AI Audit Leaflet — Rationale and Proposal

Version 4 · 12 March 2026 · Eticas Inc. · Working draft

1. Context

The AI Audit Leaflet is a standardised summary of an independent AI assessment. It makes audit results accessible, comparable, and actionable — inspired by nutrition labels for food and patient information leaflets for pharmaceuticals.

This document describes the proposed architecture, metrics, and grading system. It covers both ADM (automated decision-making) and LLM (large language model) systems with separate methodological paths.

Background: Gemma Galdon Clavell, "Proposal for AI Leaflets" (EDPB Support Pool of Experts Programme).

2. Architecture

The leaflet is derived from the audit report. The pipeline is shared; the methodology diverges by system type.

Audit process

→

Audit report

→

Leaflet

Key mechanism: The audit report template includes fields tagged for leaflet export. The leaflet is composed from these tagged fields — no additional judgement is applied at the leaflet level.

See architecture diagram for the full dual-path diagram.

Two methodological paths

	ADM	LLM
Stages assessed	Pre → In → Post (lifecycle tracking)	Post-Processing (deployed system)
Audit methods	Data review, model evaluation, production monitoring	Controlled testing + production data analysis
Leaflet shows	Dimension grades + stage sub-grades + trajectory charts	Dimension grades + core metric values
Mockup	ADM mockup	LLM mockup

3. Shared Elements

Risk dimensions

Both paths assess the same five dimensions: Fairness, Reliability, Privacy & Confidentiality, Security & Misuse, Governance.

Score types

All checks produce scores on the same 0–5 severity scale. They differ in how the score is produced:

Score type	How it's produced	Example
Metric-based	Computed from tests or automated measurements	Factual accuracy rate, demographic parity ratio
Evidence-based	Auditor verifies countable facts	% of required documentation fields present
Judgment-based	Auditor evaluates quality or appropriateness	Is the incident response plan adequate for the risk level?

Over time, judgment-based checks can become evidence-based (by defining what to count), and evidence-based checks can become metric-based (by automating the measurement).

For metric-based scores, the conversion to the 0–5 scale follows this pipeline:

Design test cases

→

Run

→

Rate / Ratio / Variance

→

Compare to threshold

→

Severity score (0–5)

Metric result	Severity
Well above threshold	0–1
Near threshold	2–3
Well below threshold	4–5

Once converted, all three score types sit on the same 0–5 scale and feed into the same aggregation rules.

Grade scale (A–E)

No significant
issues

Minor
issues

Moderate
issues

Critical
issues

Systemic
failure

Aggregation rules

Applied to checks in sequence — first matching rule determines the grade. The table below is in application order: most-severe evidence pattern first, default last.

Rule	Condition	Grade
`critical_and_broad`	Any score of 5 AND majority (≥ half) of checks ≥ 3	E
`critical_or_high_majority`	Any score of 5, OR majority of checks ≥ 4	D
`high_or_medium_majority`	Any score of 4, OR majority of checks ≥ 3	C
`mostly_clean`	Max severity ≤ 2, fewer than half of checks ≥ 2	A
`limited_concerns`	Default — max severity ≤ 3, fewer than half of checks ≥ 3	B

Rule names describe the evidence pattern each rule detects, decoupled from the grade letter — so the rule set survives a future change of grade scale without re-naming. Note that mostly_clean is listed before limited_concerns even though it produces a better grade: the ordering reflects application sequence, not output grade. The default's looser condition would otherwise eat any input that satisfies the strict mostly_clean condition.

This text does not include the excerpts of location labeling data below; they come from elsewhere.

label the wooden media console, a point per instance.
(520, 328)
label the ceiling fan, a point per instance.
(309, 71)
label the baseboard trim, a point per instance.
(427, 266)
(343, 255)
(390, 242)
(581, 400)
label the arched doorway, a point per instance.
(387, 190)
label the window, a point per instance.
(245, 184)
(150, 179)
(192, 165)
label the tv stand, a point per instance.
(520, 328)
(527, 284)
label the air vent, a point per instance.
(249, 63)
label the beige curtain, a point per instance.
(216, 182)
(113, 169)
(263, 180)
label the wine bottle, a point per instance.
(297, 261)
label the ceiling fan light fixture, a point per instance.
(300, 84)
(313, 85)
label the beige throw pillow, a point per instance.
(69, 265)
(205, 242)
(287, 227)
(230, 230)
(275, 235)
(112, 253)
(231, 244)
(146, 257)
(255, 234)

For ADM (multi-stage): rules applied per stage, then stage grades aggregated: mean rounded toward worse grade (ceiling), floor rule (any stage D or E → overall can't be better than C).

For LLM (Post only): rules applied directly to Post-Processing checks to produce dimension grades.

4. ADM Path ADM

Lifecycle tracking. The ADM methodology assesses all three stages (Pre/In/Post) and tracks how risks evolve through the pipeline. The same metric (e.g., group proportions) is measured at each stage to identify where problems enter, are amplified, or are corrected.

Stages

Pre-Processing: training data, population representativeness, labelling, fairness criteria
In-Processing: model evaluation, fairness metrics, threshold analysis, performance by group
Post-Processing: production outcomes, monitoring, complaint patterns, HITL override analysis

Leaflet features (ADM-specific)

Stage sub-grades (Pre / In / Post) within each dimension
Trajectory charts showing representative metric evolution across stages

See ADM leaflet mockup.

5. LLM Path LLM

Post-Processing focused. The LLM methodology assesses the deployed system — the full configuration (model + prompts + RAG) as users experience it. Controlled testing and production data analysis are the primary methods.

Methodology

Design domain-specific test cases (factorial vignettes for fairness, benchmark sets for reliability)
Run against the deployed system
Analyse production logs for real-world patterns
Measure core metrics with defined thresholds

Core metrics (5)

Fairness (2)

Metric	Criterion	What it measures
Stereotype association	Parity	Whether the model systematically associates attributes with groups (e.g., occupations with gender). Measured via factorial vignette testing.
Demographic parity	Representativeness	Whether output rates are proportional across groups.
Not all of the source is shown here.